The Hackney Showroom is an intimate space, requiring a vivid imagination to bring it to life. The team behind Hatch displayed an inspiring level of creative genius in their ability to create a powerful atmosphere even with a small amount of carefully selected, symbolic props and intelligent lighting. 

Throughout the performance, lighting danced on the cast members faces and bodies at all the right times to bring to life their exceptional performance, intensifying the impact.

Viewers were seated on either side of the floor space with a choice of chairs or cushions – every angle of space was able to be seen. At times, it was hard to distinguish whether you were a performer or audience member, due to the intimacy and personal feel of the production and the use of space. Cast members were also brilliant in engaging with the audience due to their script and use of space. These details came together to ensure the Hatch’s thought provoking themes were delivered straight to the soul. 

Versatility of the Cast: 

Flowing between accents perfectly, commanding floor space powerfully, and projecting human expression in an undeniably profound and realistic way, meant that the skill and passion of each cast member could not be ignored.

Each cast member played their part brilliantly, enabling the viewer to become lost in the character’s presence, their thoughts and personalities. The themes presented in the play were easily digested when provided by such a skilled cast, so clearly invested in their individual parts, as well as the purpose of Hatch on the a whole. 

The Script:

In short, the script was nothing other than poetry, presented through theatrical performance, conversation, dance and song. The young writers behind Hatch, Amara Ranger (@amara_ranger) and Nimmo Ismail (@Nimmo_) , displayed their ability to be attentive to the use of metaphors, in order to highlight layered issues in a myriad of abstract ways. Many times a viewer was provoked to think independently about a particular scene in order to decipher it’s meaning – a powerful thing for a script to do.

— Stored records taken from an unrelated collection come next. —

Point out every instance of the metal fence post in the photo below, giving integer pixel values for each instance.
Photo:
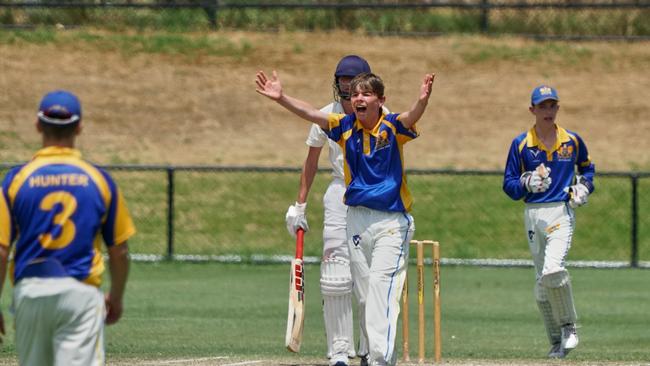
(484, 15)
(170, 213)
(634, 252)
(210, 8)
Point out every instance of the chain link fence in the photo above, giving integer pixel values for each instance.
(237, 214)
(566, 19)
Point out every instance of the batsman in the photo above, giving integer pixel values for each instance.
(550, 168)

The script dealt with heavy themes of race, self – identity, perception, history, power and more. However, whilst being able to touch the audience through powerful writing about these topics, the writers did not forget to give the audience large servings of humour. And it was not strained or predictable humour either but real and wholesome, bringing laughter from the stomach – relatable and nostalgic. 

Costumes and Props:

The poet and filmmaker Caleb Femi performed a poem prior to the performance on the night, entitled “Coconut Oil” – a poem exploring the changing social landscape of a city. A line from the poem says; 

“Although there are many, one of the glories of a person is their hair, one of the glories of a town is its heirs”

In the case of Hatch, one of it’s (many) glories on the night was it’s self presentation through props, sound, light and costume. Though scattered and minimal, at first glance, you quickly understand why things have been placed where they have. You realise each object has a meaning rooted in the themes and motivations of the play. Whilst the cast communicated to the audience through words and movements, static objects also screamed loudly despite their silence and inability to move without direct interaction with a cast member. The choice and use of props were thoughtful and strategic, helping to present thought provoking ideas.

Without giving too much away keep a look out for: Afro combs, baby shoes, a Malcolm X sticker, traditional cloth, grapes, a radio announcement and a moment where the outside comes in. 

TYPT:

TYPT is Talawa Theatre Company’s flagship programme for emerging theatre makers, aged 18-25. It is a unique collaboration between experienced practitioners and artists at the beginning of their careers to create a brand new show in just 4 weeks. Talawa is the UK’s primary Black led touring theatre company. Talawa’s work is informed by the wealth and diversity of the Black British experience, through which they create outstanding work by cultivating the best in emerging and established Black artists.

The work of Talawa means that they were able to attract talented writers, cast members,  production managers and assistants to bring together an edge of the seat, riveting play that lingers in the body and mind days after.

Their work and collaborations never fail to walk straight into the crossfire of the social and political minefield, extract the bodies of the wounded and raise them up positively and inspiringly. Prior to experiencing Hatch, an audience member may not realise that they too were affected in some way by the themes this sensitive (and at times uncomfortable) play deals with. Through interaction with the unstoppable life force that is Talawa’s writers and cast, an audience member leaves their space feeling slightly lighter, having had the chance to be understood without asking to be.

They leave feeling challenged and inspired but most importantly, ready for change. 

Hatch is showing at 7.00pm at the Hackney Showroom for it’s final night.